12

LyScript 内存交换与差异对比 - lyshark

 2 years ago
source link: https://www.cnblogs.com/LyShark/p/16547840.html
Go to the source link to view the article. You can view the picture content, updated content and better typesetting reading experience. If the link is broken, please click the button below to view the snapshot at that time.
neoserver,ios ssh client

LyScript 内存交换与差异对比

LyScript 针对内存读写函数的封装功能并不多,只提供了内存读取和内存写入函数的封装,本篇文章将继续对API进行封装,实现一些在软件逆向分析中非常实用的功能,例如内存交换,内存区域对比,磁盘与内存镜像比较,特征码检索等功能。

LyScript项目地址:https://github.com/lyshark/LyScript

内存区域交换: 实现被加载程序内特定一块内存区域的交换,该方法实现原理就是两个变量之间的交换,只是在交换时需要逐个字节进行,调用read_memory_byte()函数实现起了很容易。

from LyScript32 import MyDebug

# 交换两个内存区域
def memory_xchage(dbg,memory_ptr_x,memory_ptr_y,bytes):
    ref = False
    for index in range(0,bytes):
        # 读取两个内存区域
        read_byte_x = dbg.read_memory_byte(memory_ptr_x + index)
        read_byte_y = dbg.read_memory_byte(memory_ptr_y + index)

        # 交换内存
        ref = dbg.write_memory_byte(memory_ptr_x + index,read_byte_y)
        ref = dbg.write_memory_byte(memory_ptr_y + index, read_byte_x)
    return ref

if __name__ == "__main__":
    dbg = MyDebug()
    dbg.connect()

    eip = dbg.get_register("eip")

    # 内存交换
    flag = memory_xchage(dbg, 6815744,6815776,4)
    print("内存交换状态: {}".format(flag))
    dbg.close()

PE文件头节点交换后如下:

1379525-20220803125629880-1207955688.png

内存区域对比: 可用于对比该进程内存中的特定一块区域的差异,返回是列表中的字典形式,分别传入对比内存x,y以及需要对比的内存长度,此处建议不要超过1024字节。

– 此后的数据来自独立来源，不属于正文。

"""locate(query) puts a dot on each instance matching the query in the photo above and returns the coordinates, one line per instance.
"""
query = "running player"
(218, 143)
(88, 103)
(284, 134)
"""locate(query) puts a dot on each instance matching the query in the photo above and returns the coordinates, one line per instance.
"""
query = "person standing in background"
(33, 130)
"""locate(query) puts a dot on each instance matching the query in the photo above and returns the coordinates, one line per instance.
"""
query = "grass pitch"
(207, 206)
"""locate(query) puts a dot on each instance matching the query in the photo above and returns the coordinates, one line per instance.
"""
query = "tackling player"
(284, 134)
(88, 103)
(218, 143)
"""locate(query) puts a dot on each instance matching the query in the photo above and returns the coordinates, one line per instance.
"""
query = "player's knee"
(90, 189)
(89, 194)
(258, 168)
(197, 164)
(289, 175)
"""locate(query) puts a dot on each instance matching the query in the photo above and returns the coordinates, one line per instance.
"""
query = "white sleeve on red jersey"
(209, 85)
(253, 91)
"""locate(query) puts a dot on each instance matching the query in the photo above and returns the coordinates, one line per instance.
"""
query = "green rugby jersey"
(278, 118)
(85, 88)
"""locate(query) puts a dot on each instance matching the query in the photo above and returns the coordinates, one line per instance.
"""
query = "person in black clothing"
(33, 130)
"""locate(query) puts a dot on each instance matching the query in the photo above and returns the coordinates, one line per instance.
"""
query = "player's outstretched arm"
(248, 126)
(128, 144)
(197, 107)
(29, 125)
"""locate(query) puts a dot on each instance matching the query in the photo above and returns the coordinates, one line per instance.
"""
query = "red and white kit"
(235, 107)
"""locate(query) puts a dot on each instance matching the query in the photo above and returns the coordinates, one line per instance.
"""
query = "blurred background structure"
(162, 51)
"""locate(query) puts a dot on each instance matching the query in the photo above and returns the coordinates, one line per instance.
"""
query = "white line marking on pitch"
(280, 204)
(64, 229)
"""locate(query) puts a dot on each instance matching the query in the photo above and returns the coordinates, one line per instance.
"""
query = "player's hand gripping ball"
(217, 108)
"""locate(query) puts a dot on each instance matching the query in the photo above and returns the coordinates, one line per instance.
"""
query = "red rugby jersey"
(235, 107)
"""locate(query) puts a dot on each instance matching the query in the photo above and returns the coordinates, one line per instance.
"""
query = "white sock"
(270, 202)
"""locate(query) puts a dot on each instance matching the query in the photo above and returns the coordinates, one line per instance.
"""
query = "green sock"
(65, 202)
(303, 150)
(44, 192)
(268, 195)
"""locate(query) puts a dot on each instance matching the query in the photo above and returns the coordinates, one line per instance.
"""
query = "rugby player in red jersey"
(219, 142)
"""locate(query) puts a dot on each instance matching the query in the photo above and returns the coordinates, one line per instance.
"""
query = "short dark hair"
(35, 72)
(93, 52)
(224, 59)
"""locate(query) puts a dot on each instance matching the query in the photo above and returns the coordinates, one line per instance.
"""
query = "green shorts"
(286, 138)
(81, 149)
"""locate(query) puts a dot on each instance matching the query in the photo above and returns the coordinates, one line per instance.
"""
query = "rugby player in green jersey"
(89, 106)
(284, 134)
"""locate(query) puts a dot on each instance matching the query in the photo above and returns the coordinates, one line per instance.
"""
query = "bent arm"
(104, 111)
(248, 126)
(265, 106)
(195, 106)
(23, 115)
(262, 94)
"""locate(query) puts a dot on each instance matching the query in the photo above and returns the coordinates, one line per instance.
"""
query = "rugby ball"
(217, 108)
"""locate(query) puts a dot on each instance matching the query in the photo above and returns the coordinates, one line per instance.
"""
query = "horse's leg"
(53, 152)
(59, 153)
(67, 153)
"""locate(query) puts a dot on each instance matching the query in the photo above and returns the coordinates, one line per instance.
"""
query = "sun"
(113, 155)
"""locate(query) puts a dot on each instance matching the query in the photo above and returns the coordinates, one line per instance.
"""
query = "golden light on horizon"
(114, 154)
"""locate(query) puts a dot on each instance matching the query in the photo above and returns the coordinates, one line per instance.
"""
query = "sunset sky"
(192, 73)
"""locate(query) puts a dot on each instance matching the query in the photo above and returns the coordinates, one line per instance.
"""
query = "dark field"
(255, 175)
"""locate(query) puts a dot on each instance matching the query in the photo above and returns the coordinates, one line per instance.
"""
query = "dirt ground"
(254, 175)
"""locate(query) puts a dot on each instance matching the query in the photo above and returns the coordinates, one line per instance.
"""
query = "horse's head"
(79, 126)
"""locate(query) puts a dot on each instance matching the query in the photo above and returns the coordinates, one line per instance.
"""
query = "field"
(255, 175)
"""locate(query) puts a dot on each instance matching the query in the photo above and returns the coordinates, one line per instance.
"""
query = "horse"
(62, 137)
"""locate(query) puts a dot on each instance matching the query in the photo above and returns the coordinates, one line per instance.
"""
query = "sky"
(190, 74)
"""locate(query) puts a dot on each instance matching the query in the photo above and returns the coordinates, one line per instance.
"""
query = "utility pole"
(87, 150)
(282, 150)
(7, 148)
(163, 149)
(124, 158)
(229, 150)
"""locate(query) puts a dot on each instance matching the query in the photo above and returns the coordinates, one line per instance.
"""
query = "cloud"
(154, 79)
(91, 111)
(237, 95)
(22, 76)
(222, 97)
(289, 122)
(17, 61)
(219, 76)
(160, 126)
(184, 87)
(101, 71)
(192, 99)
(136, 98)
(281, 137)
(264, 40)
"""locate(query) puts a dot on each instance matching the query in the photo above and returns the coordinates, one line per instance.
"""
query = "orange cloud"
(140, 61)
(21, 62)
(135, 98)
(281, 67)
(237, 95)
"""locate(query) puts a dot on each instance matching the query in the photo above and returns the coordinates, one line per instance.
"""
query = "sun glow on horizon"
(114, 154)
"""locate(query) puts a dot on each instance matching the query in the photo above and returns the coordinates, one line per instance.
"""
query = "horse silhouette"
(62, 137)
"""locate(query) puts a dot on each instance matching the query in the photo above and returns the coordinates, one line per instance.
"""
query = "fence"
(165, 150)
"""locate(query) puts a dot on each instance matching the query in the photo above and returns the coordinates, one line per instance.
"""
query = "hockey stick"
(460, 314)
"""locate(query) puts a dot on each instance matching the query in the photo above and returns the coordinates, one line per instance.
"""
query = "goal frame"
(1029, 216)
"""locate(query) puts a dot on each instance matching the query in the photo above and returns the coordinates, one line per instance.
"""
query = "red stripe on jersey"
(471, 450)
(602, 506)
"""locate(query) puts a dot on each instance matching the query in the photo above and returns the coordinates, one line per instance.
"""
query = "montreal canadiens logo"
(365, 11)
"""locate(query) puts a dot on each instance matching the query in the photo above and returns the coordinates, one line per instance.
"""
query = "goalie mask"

from LyScript32 import MyDebug

# 对比两个内存区域
def memory_cmp(dbg,memory_ptr_x,memory_ptr_y,bytes):
    cmp_memory = []
    for index in range(0,bytes):

        item = {"addr":0, "x": 0, "y": 0}

        # 读取两个内存区域
        read_byte_x = dbg.read_memory_byte(memory_ptr_x + index)
        read_byte_y = dbg.read_memory_byte(memory_ptr_y + index)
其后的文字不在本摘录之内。